Here, Ryan decided he could be helpful.
“Ooh, you could ask him if he wants to eat somebody … and if he says yes? Boom! You’ve got him. At least, probably you do. Maybe he could say he was kidding though. I bet that’s what he would do … now that I think about it. Never mind.”
“We don’t have to know exactly what is going on—or exactly who is a zombie—to report that a cover-up is happenin
g,” Tim said. “That might be enough to start with. A stepping-stone on the way to establishing he’s a zombie. The history of journalism is full of cases like that. First you get proof of the cover-up, and then you can get proof of what is being covered up.”
“But there’s not been any talk of a cover-up so far,” Ryan pointed out.
Tim nodded thoughtfully.
“I have an idea,” he said. “I think we should talk to Jessica again.”
“About what?” Ryan said. “Tell us.”
“Well, if Hogson reports back—to someone like McNelis, say—that the mainstream media is asking about zombies, then Jessica’s sort of broken the seal already,” Tim said. “And maybe I have too, asking McNelis about the shooting. My idea is—and this kind of picks up from what Dan was saying before—what if we weren’t asking about certain politicians being zombies because we were looking to out them. What if we were asking because we wanted to help them keep the secrets? Maybe we can position ourselves as even more useful than we already are.”
Ryan narrowed his eyes.
“So we say, ‘We know you’re a zombie … and we’re down with that? We think it’s good’?”
Tim nodded.
“You know it could work,” Tim said confidently.

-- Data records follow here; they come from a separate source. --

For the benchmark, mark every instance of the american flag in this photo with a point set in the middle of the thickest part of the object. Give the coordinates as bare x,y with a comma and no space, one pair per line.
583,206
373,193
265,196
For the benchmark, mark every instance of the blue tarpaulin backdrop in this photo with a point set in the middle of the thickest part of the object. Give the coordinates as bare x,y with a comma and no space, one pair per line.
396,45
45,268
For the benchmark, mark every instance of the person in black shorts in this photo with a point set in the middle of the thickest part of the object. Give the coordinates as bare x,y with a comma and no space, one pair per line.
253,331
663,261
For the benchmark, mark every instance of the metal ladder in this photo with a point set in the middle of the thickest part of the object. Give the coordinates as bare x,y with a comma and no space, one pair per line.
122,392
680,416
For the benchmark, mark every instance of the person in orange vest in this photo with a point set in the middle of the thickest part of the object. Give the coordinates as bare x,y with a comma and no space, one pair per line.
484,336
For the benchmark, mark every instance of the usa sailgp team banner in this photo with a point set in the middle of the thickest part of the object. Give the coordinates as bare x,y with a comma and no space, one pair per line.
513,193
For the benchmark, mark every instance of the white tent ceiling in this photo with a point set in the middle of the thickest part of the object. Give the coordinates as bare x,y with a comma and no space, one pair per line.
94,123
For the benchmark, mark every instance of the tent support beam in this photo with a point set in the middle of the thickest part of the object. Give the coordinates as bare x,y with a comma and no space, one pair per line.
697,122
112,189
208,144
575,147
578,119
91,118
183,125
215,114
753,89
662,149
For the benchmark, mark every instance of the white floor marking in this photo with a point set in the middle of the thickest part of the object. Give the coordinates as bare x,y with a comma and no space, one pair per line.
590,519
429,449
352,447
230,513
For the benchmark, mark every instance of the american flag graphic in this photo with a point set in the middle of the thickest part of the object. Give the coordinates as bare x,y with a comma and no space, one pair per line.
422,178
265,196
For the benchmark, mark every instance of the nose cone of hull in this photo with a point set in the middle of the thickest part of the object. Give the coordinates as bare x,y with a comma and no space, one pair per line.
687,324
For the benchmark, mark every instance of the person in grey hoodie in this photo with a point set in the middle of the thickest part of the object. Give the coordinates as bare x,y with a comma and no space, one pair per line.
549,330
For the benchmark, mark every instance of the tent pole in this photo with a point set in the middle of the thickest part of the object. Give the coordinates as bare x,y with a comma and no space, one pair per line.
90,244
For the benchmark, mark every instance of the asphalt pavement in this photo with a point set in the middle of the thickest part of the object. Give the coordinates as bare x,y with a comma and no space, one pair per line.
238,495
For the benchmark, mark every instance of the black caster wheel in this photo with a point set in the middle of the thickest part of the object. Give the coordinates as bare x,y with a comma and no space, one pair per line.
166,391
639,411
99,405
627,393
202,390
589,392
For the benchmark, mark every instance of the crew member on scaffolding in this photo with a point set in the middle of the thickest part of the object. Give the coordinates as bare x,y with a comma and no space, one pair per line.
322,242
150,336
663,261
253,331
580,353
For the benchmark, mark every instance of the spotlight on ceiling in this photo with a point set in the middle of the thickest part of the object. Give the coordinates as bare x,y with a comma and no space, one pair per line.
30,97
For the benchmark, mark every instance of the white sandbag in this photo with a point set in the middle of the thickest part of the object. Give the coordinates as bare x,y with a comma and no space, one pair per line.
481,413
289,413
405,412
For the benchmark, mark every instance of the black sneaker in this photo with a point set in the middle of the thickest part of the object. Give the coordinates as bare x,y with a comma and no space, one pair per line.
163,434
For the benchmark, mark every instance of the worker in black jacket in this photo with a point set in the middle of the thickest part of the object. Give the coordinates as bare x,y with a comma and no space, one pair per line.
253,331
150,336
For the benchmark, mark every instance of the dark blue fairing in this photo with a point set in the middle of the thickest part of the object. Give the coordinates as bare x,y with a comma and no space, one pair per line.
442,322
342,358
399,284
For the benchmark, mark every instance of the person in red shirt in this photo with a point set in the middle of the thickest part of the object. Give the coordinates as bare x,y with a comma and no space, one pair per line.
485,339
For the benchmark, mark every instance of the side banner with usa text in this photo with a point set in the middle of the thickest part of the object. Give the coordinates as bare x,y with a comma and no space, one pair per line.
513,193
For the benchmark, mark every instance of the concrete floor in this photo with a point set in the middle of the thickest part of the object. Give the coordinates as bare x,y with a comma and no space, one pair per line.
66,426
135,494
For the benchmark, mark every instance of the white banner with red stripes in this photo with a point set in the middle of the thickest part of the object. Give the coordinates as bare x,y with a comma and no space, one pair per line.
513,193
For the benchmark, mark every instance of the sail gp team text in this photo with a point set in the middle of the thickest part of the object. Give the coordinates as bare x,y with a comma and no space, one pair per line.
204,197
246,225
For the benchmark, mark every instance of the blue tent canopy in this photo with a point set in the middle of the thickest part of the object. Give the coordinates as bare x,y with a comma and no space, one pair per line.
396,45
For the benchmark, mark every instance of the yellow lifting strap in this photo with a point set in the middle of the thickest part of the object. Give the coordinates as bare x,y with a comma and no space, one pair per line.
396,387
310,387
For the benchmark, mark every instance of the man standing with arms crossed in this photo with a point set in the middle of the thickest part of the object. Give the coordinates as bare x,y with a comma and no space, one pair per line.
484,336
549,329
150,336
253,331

Ryan and Dan did. TruthTeller wasn’t the largest or most influential outlet perceived to be on the Tycoon’s side, but it had always been a good soldier. Always fallen in line. That could mean something now. Tim reasoned that if details did emerge that characterized the Tycoon as somehow “zombish,” a trusted ally like TruthTeller could surely cast those traits in a positive light. They had already done it in other areas. The Tycoon was not poorly-spoken and habitually wrong, he was “folksy” and “genuine” and “talked like a real American.” He was no sinister objectifier of women, merely a relatable chum who engaged in “locker room talk” and said out loud what most men were thinking anyway. He was no upper-class twit with inherited wealth, rather he was “an entrepreneurial job creator.” (And when his projects went south? He wasn’t an incompetent bankrupt; he was a good American availing himself of the laws and protections due him.)